Tuesday, January 1, 2013

Idle hands

SO I Personally know that I have a certain amount of ADD.  I have spent years concealing it.  I can "multitask" like a mofo!  but if truth be told I just have ADD.   I know it,  you know it  - geez, anyone who's spent 5 minutes working with me knows I try to hide it but, well, I do.  YET, If I don't care about what I'm doing I won't succeed.  If I care - I mean really CARE I'll freaking rock the hell out of it.

But I have a certain amount of "oh look a chicken!"   Frankly that is part of why I'm not sitting in the faux leather (aka vinyl) chair any longer.  I don't care about Ufst.  I cared about the people.  I paid them.  I didn't care about the company that f'd us over repeatedly.  we were the quintessential "RED HEADED STEPCHILDREN!" I don't actually care about the details since I've gone - Okay that's a huge lie.  I care.  I am me after all.  I just can't afford to care.  personally.  I don't have that much in my emotional bank.
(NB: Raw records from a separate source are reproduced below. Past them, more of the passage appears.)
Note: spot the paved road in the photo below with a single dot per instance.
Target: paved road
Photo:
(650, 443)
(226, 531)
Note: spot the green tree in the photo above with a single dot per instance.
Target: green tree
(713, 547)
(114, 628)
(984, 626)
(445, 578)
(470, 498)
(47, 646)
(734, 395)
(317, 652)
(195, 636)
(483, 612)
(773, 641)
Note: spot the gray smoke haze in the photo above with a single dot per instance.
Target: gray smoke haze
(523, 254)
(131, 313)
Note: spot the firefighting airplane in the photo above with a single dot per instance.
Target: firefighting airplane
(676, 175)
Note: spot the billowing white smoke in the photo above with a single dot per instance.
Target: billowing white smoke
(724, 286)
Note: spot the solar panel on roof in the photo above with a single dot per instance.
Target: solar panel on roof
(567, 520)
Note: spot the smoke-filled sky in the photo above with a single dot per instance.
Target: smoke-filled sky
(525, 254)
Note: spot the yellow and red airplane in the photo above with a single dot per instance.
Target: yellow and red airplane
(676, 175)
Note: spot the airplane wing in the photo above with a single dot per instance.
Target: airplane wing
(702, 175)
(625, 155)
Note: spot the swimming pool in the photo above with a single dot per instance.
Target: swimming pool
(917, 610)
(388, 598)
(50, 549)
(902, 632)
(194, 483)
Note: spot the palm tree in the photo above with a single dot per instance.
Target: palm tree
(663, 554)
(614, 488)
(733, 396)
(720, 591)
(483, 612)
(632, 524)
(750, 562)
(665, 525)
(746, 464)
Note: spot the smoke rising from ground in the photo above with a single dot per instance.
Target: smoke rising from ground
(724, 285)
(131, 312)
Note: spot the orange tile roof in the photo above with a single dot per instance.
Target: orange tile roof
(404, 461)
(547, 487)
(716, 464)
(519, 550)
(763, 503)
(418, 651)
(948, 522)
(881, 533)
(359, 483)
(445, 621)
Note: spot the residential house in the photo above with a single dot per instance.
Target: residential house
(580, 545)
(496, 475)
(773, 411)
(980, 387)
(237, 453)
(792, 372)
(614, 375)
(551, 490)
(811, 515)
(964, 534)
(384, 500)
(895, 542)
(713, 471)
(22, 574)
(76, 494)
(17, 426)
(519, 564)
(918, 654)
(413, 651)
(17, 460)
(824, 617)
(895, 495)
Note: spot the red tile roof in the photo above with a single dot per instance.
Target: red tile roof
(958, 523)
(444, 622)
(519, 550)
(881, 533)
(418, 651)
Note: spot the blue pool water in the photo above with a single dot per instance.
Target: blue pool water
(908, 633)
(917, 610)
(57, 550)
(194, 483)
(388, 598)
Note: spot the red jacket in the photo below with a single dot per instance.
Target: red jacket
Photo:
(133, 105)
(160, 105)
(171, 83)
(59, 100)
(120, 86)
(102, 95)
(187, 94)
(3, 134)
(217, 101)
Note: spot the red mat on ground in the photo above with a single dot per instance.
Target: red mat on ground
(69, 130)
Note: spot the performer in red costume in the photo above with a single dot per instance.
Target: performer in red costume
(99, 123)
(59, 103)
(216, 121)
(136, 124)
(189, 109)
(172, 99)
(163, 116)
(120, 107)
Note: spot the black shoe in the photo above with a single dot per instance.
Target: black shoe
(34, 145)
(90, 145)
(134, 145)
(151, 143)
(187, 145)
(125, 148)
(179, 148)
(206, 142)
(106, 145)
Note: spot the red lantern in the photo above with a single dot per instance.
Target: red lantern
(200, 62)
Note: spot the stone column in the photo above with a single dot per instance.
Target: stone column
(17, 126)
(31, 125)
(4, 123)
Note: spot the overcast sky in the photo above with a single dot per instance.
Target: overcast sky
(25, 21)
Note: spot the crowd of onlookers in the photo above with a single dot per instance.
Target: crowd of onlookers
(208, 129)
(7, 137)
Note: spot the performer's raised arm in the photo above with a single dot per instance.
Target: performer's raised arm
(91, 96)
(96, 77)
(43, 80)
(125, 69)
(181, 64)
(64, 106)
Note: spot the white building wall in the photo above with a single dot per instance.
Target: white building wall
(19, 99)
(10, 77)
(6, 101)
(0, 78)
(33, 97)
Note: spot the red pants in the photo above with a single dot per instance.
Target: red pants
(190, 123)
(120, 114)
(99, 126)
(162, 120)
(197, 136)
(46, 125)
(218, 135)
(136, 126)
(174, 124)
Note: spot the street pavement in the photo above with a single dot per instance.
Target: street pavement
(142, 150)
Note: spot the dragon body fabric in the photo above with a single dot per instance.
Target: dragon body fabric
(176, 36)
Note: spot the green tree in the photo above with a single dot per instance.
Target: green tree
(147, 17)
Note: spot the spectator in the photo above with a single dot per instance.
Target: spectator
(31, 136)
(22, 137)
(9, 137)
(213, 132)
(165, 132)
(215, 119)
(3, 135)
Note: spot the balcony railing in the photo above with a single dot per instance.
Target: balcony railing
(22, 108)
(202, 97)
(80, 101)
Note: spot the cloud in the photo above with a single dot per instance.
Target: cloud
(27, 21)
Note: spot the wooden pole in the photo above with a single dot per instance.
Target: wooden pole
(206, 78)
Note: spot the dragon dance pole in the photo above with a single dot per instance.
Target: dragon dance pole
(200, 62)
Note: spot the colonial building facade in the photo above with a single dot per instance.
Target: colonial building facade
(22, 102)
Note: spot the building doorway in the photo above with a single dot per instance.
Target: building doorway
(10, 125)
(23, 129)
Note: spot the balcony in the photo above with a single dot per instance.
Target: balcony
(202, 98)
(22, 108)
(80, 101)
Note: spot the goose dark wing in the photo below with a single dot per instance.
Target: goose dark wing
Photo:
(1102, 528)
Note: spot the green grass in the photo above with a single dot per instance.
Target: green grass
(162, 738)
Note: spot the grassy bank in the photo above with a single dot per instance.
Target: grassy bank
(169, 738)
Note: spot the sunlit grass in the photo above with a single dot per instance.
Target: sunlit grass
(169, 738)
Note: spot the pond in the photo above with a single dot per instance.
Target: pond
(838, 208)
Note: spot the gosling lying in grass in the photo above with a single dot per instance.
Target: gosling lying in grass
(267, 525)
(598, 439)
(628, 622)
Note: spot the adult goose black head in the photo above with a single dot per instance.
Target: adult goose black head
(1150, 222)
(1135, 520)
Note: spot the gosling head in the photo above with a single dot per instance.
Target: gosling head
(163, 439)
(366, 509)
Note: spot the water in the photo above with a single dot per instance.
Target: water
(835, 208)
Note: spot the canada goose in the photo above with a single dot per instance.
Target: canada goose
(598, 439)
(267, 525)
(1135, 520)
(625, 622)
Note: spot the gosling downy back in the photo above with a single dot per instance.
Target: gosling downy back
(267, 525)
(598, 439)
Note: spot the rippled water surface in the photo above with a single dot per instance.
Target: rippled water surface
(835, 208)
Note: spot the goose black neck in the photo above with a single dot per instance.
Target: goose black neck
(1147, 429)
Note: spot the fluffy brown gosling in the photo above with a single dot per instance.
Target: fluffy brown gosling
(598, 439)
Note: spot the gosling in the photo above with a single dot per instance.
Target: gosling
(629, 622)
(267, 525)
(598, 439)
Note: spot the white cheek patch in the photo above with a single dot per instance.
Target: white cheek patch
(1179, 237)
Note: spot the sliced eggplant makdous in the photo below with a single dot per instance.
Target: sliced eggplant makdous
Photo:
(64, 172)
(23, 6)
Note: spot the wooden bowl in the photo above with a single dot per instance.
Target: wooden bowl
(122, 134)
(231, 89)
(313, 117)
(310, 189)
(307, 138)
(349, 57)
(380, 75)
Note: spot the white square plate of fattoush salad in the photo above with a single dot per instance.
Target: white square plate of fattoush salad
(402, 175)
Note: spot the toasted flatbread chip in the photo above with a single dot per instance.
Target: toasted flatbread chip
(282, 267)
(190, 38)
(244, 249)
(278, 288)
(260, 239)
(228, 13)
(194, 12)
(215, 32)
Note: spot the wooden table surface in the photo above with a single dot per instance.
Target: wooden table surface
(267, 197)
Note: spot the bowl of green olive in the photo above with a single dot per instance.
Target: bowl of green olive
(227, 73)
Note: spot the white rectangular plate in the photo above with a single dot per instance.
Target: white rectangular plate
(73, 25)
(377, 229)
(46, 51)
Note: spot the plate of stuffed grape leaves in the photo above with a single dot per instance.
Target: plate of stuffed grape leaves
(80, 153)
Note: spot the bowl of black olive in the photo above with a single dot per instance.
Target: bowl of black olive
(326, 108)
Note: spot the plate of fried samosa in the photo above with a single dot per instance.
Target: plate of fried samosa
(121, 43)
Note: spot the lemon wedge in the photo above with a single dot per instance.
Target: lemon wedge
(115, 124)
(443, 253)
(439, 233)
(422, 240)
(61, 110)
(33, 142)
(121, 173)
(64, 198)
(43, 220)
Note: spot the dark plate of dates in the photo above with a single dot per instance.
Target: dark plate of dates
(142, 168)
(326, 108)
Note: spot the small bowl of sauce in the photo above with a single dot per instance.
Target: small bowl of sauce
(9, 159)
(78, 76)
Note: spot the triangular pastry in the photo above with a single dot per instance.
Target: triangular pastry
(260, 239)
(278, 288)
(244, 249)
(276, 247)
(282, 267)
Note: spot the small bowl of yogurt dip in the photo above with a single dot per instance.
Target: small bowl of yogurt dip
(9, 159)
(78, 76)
but - how do I do.  nothing.  quit. done. cut - as they say loose.  I have ten thousand tons of yarn  - beads and crafts to last a lifetime of Sundays.  and yet.  I'm lost.  TODAY I knit a bit and ran and now I'm writing but I'm forcing it.  I guess it's just shock.  I try to always earn my keep.  I cleaned like a crazy person.

I realize I don't need to justify my existence -  since this was a mutual decision to quit Ufst.   but still - I'm me and well,  Idle hands are - well, some one's nasty sandbox - or something :D . . . but really I can't just stop.  you know, being me.  I'm uber driven to move.  conquer. control. drive. write. create. inspire. ignite.  . .  ignite.  yes.  that is the word.  I want to ignite.  that is my word for the year.  2013.  let me ignite you.